Haïti, Nicaragua, Argentine ou encore Mercosur, autant de sujets brûlants qui occupent Eleonore Caroit, députée des Français d’Amérique latine et des Caraïbes. La parlementaire nous a accordé un entretien à l’Assemblée nationale entre deux déplacements en circonscription et une mission parlementaire sur l’alimentation durable. Alors que les sujets se suivent et ne se ressemblent pas, un fil rouge persiste, celui du dialogue : « les pays d’Amérique latine restent des alliés stratégiques pour la France », martèle-t-elle. 

Eleonore Caroit, députée des Français d’Amérique latine et des CaraïbesEleonore Caroit, députée des Français d’Amérique latine et des Caraïbes
Écrit par Damien Bouhours
Publié le 13 mars 2024

J’ai toujours été très sensible et très active pour la cause en Haïti

 

Êtes-vous inquiète quant à la situation en Haïti ?

Il était très important pour moi de me rendre en Haïti en novembre dernier pour constater la situation sécuritaire de la communauté française et les conditions de réouverture du lycée français. J’ai toujours été très sensible et très active pour la cause en Haïti. La situation y est globalement très mauvaise depuis déjà de longs mois, et je dirais même depuis l'assassinat du président Jovenel Moïse en 2021. Une forme d'espoir était apparue, il y a quelques mois, avec le vote aux Nations Unies de l'arrivée d'une force spéciale présidée par le Kenya, avec d'autres pays sur une base volontaire, mais cette force tarde à arriver. La situation se dégrade aujourd’hui et nous n’avons pas vraiment de perspectives quant à la tenue de nouvelles élections. La population reste dans un état d'incertitude et nous constatons que les gangs prennent le pouvoir et contrôlent les artères de transport. 

 

Eleonore Caroit au Lycée français d'Haïti
Eleonore Caroit au Lycée français d'Haïti en novembre dernier

 

J’aimerais aussi exprimer ma solidarité avec les Français qui sont sur place et qui vivent dans des conditions extrêmement difficiles. Il est très difficile de se déplacer et le risque sécuritaire est omniprésent. Certains d'entre eux ont même fait l'objet d’enlèvements, dont la gravité et la durée varient, mais qui restent des situations extrêmement traumatisantes. Cela peut malheureusement toucher tout le monde n'importe où.  

 

J’ai déposé début février à l'Assemblée nationale une proposition de résolution pour condamner le régime de Ortega/Murillo

 

La situation est également très préoccupante au Nicaragua…

La crise au Nicaragua dure depuis des années avec le duo Daniel Ortega et Rosario Murillo, qui a durci les conditions d'exercice de leur pouvoir avec une persécution systématique des opposants et des institutions privées de moyens.
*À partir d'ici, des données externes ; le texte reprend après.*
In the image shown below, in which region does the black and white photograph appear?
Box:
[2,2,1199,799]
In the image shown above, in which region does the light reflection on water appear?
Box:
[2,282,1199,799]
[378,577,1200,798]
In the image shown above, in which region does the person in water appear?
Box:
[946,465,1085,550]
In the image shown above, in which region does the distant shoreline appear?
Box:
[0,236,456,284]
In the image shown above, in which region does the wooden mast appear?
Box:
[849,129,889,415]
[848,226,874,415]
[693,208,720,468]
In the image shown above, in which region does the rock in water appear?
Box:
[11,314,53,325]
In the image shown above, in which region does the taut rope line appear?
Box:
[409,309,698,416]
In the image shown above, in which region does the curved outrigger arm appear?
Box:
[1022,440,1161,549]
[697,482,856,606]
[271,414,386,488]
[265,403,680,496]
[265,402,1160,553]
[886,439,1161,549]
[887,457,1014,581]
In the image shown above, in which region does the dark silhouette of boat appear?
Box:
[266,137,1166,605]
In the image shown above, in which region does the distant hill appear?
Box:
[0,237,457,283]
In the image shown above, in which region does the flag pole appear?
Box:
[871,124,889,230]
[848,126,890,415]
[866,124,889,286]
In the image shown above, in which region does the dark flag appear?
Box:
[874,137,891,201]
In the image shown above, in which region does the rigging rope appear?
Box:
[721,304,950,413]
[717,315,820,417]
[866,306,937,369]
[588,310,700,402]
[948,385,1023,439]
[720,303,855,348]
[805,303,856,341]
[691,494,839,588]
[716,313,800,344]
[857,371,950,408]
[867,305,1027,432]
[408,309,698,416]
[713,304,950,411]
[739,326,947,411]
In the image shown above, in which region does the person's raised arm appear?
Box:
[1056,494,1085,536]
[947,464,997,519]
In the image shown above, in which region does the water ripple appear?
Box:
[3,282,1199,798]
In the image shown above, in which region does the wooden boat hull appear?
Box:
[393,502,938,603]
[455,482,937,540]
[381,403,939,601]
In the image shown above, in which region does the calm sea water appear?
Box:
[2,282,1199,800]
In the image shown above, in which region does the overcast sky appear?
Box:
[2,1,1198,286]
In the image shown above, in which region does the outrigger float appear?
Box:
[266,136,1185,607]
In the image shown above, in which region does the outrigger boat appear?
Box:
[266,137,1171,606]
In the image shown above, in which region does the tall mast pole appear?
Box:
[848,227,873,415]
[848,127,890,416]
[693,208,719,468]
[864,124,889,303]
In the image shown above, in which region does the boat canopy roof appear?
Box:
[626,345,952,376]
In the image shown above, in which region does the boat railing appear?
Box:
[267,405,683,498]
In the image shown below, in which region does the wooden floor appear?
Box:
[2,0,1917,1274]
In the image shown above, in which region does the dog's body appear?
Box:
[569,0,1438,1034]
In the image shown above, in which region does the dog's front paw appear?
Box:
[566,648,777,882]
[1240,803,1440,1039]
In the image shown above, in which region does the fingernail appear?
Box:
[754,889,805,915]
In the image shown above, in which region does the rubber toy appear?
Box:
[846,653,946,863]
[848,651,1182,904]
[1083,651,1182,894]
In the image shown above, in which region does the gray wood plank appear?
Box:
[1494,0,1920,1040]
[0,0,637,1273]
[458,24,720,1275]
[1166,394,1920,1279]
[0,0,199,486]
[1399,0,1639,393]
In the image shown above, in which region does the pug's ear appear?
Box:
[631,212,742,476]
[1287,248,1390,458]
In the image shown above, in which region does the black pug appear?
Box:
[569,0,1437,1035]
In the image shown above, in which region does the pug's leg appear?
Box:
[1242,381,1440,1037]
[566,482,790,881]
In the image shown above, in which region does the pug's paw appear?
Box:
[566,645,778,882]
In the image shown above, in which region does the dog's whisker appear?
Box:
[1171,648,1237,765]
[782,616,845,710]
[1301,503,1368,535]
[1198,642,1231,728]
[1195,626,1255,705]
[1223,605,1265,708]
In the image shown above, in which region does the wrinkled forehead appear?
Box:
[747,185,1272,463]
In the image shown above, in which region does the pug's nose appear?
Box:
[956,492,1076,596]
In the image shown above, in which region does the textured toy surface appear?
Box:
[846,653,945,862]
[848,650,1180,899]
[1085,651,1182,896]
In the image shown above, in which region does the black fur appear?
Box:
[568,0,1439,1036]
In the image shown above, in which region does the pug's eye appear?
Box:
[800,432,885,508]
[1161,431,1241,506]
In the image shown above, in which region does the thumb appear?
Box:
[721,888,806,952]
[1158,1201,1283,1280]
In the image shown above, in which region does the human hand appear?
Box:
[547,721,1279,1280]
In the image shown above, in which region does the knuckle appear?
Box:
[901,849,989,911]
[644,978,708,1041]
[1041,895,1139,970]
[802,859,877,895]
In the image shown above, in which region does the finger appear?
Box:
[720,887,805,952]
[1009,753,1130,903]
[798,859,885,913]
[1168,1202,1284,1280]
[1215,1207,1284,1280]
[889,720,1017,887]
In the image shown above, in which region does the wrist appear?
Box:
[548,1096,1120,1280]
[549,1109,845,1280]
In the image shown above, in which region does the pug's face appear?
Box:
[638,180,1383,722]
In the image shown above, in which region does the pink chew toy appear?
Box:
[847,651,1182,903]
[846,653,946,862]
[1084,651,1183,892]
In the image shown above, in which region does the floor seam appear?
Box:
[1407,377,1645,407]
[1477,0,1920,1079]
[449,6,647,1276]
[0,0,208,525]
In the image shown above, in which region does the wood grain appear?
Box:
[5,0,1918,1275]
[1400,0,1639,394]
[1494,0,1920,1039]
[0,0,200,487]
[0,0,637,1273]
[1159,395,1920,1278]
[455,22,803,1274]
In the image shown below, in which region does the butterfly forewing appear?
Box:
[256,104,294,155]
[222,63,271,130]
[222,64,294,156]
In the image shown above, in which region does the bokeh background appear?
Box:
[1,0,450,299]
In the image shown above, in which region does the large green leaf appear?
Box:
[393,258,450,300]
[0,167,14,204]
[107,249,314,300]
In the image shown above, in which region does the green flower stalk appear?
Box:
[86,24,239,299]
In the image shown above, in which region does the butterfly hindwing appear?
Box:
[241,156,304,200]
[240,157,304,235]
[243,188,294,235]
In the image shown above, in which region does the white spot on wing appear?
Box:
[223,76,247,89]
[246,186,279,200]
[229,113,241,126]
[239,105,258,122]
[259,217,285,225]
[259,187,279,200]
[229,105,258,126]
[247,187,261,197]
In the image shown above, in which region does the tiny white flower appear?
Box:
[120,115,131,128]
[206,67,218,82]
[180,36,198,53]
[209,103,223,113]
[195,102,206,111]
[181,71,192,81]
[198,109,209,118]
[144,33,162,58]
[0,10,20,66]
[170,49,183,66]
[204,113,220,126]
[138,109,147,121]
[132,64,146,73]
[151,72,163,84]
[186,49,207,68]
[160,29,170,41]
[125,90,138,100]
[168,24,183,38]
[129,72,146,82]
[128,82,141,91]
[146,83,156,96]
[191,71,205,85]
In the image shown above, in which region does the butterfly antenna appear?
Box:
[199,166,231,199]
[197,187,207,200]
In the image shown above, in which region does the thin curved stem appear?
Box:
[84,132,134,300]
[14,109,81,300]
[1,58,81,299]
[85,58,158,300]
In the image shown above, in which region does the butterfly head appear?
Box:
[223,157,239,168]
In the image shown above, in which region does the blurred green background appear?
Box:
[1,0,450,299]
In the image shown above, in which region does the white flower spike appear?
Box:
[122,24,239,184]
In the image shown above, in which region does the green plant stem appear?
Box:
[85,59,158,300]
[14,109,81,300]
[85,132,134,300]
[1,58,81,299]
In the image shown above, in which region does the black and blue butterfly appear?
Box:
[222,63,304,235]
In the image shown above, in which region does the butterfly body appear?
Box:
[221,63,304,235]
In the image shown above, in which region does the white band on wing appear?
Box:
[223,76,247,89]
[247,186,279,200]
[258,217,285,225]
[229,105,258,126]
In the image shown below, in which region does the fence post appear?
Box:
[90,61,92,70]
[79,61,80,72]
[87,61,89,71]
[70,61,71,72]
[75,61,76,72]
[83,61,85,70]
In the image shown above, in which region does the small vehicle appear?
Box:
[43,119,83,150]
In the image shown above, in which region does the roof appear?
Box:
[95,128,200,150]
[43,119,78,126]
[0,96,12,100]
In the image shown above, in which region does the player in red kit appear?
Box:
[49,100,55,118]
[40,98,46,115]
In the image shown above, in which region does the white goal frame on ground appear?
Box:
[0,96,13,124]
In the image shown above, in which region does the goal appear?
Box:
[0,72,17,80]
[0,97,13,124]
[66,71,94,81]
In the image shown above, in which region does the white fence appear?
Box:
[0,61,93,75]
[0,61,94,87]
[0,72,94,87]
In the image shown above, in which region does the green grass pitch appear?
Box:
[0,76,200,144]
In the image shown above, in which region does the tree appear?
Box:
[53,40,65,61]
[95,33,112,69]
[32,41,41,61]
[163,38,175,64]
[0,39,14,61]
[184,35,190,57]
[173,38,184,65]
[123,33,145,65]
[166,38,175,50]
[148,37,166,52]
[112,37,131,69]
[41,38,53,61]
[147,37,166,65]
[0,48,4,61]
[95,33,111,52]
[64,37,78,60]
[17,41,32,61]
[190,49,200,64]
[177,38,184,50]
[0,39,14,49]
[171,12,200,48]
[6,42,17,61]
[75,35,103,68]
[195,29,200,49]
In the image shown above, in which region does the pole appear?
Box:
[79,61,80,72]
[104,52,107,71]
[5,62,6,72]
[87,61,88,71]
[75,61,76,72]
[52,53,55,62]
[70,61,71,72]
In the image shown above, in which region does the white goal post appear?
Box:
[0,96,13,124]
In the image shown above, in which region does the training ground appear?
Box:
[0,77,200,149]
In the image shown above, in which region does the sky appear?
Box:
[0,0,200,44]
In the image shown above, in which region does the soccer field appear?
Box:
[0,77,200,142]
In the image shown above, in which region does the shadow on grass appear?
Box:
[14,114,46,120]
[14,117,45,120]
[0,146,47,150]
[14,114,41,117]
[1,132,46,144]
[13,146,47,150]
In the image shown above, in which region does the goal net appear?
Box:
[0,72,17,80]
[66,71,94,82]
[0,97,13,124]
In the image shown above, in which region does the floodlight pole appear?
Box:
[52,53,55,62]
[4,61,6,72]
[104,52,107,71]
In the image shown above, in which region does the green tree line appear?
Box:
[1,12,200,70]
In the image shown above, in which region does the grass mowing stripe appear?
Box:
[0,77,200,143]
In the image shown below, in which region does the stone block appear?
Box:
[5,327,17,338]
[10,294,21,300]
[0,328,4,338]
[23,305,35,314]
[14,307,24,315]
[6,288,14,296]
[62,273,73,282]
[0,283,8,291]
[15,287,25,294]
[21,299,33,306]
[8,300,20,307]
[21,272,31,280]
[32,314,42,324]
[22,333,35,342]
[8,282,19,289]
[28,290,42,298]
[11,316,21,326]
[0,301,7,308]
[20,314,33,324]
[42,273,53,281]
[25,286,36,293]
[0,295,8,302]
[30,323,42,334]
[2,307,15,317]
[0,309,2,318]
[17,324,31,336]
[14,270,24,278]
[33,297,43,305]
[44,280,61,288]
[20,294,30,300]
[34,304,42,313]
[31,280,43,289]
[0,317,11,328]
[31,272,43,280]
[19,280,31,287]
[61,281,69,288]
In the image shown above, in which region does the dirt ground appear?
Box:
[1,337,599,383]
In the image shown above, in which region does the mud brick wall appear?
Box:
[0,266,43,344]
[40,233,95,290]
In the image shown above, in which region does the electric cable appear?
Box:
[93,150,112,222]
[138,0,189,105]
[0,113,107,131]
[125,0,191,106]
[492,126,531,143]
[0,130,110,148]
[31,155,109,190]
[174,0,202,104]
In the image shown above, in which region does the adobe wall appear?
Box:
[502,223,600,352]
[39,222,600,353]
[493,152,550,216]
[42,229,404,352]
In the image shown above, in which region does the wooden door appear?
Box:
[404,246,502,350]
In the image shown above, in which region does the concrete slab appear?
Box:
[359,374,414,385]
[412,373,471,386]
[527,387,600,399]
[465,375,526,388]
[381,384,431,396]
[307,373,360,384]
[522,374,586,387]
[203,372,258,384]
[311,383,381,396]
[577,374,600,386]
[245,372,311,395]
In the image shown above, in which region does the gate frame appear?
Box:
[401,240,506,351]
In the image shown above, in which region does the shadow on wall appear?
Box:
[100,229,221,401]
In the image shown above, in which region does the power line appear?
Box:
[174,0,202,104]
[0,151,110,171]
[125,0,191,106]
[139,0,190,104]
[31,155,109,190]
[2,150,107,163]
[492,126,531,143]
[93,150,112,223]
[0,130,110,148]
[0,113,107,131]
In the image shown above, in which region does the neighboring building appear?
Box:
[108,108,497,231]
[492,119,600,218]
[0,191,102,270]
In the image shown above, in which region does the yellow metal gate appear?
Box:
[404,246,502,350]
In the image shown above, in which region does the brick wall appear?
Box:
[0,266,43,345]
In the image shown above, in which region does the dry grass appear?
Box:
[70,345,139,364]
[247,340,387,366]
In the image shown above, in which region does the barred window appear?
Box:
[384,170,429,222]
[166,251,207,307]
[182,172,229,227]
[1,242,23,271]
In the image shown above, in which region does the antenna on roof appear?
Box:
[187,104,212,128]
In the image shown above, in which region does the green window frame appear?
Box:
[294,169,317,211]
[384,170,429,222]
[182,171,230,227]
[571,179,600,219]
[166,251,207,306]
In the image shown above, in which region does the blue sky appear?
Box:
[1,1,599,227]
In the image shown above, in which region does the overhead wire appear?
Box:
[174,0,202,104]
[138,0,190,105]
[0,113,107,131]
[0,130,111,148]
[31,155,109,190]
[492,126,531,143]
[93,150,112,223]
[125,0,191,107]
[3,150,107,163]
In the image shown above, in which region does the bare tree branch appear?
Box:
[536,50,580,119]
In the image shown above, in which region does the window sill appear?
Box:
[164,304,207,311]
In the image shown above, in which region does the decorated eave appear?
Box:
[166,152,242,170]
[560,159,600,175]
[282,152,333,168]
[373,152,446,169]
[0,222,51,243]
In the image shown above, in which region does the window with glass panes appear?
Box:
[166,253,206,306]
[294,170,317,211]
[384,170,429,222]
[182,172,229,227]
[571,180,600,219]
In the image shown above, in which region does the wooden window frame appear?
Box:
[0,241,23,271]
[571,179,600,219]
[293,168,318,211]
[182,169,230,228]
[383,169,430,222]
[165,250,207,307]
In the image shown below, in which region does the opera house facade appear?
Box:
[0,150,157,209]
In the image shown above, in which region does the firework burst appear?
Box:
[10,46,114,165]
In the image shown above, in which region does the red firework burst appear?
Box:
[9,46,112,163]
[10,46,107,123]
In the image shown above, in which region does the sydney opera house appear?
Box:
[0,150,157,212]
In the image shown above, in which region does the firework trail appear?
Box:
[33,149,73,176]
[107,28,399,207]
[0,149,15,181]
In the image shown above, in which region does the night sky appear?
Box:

Il y a eu des emprisonnements politiques, dont deux Françaises (Jeannine Horvilleur Cuadra et sa fille Ana Alvarez Horvilleur, ndlr.). Des opposants ont été rendus apatrides ou ont été renvoyés du pays. Cette situation est intenable. 

Pour cette raison, j’ai déposé début février à l'Assemblée nationale une proposition de résolution pour condamner le régime de Ortega/Murillo et surtout pour attirer l'attention de la communauté internationale sur ce qui est en train de se passer au Nicaragua. La crise dure depuis des années et s’est aggravée depuis 2018, je ne peux tolérer l’acceptation de cet état de crise permanent. Il est important d’alerter l'opinion publique française.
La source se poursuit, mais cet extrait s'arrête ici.